Another approach to drug screening for nuclear envelopathies is to search for compounds that reverse the abnormal subcellular localization nuclear membrane proteins that occurs in several of these disorders. As noted above, the pathogenic form of torsinA that causes DYT1 dystonia abnormally concentrates within the perinuclear space. This has led to the development of a contextual automated three-dimensional imaging assay that can be modified to automatically assess the subcellular localization of pathogenic and related mutant forms of torsinA and torsinA-related molecules [115]. This assay is based on the hypothesis that among compounds identified to normalize the localization of the torsinA DYT1 variant, some will be activators of the ATPase enzymatic activity of the protein.
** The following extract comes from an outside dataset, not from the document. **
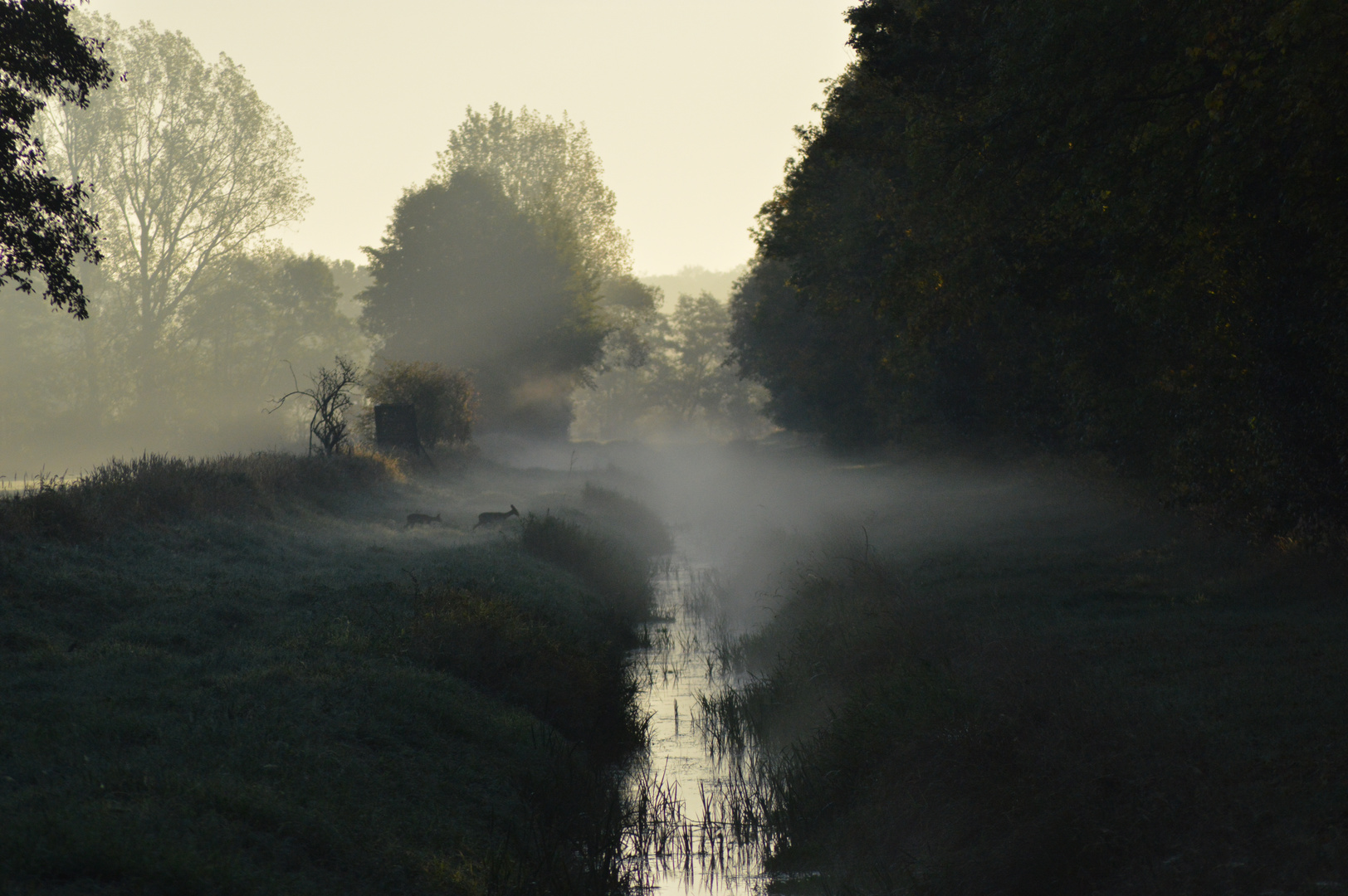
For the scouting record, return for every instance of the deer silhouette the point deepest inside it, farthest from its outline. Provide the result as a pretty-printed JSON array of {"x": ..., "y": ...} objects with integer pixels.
[
  {"x": 494, "y": 518},
  {"x": 421, "y": 519}
]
Conceptual support for this notion is based on the facts that 1) the DYT1 dystonia-causing mutation both impairs torsinA ATPase activity and causes abnormal nuclear membrane concentration [95, 116], 2) a similar abnormality of nuclear membrane concentration is seen with an experimental mutation that impairs the ability of torsinA to hydrolyze ATP [95] and 3) torsinA hypofunction has been linked to dystonic-like movements in mouse models [117].

There are also efforts to treat nuclear envelopathies affecting the neuromuscular system with cell and gene therapy. The current state of the art in using gene therapeutic approaches for the treatment of neurological disease is discussed in detail by Breakefield and colleagues in a separate review in this issue [118]. Gene therapy may be potentially applied to X-linked EDMD, in which emerin is not expressed in most cases. Another potential application of gene therapy is the expression of downstream proteins to correct abnormalities that result from the genetic mutation or modulating proteins that are linked to the unique susceptibility of the tissue in question. For example, levels of LAP1 have been linked to the unique susceptibility of muscle tissue in X-linked EDMD [55], indicating that overexpression of LAP could slow or halt EDMD-related myopathy. However, many of these disorders, such as autosomal dominant EDMD, result from expression of a dominantly acting protein variant. Hence, genetic interventions may need to be devised that not only replace lost activity but also that block the expression of pathogenic proteins. An analogous “natural” example may be the sparing of the brain in Hutchinson-Gilford progeria syndrome because the toxic truncated prelamin A variant is not expressed there [119].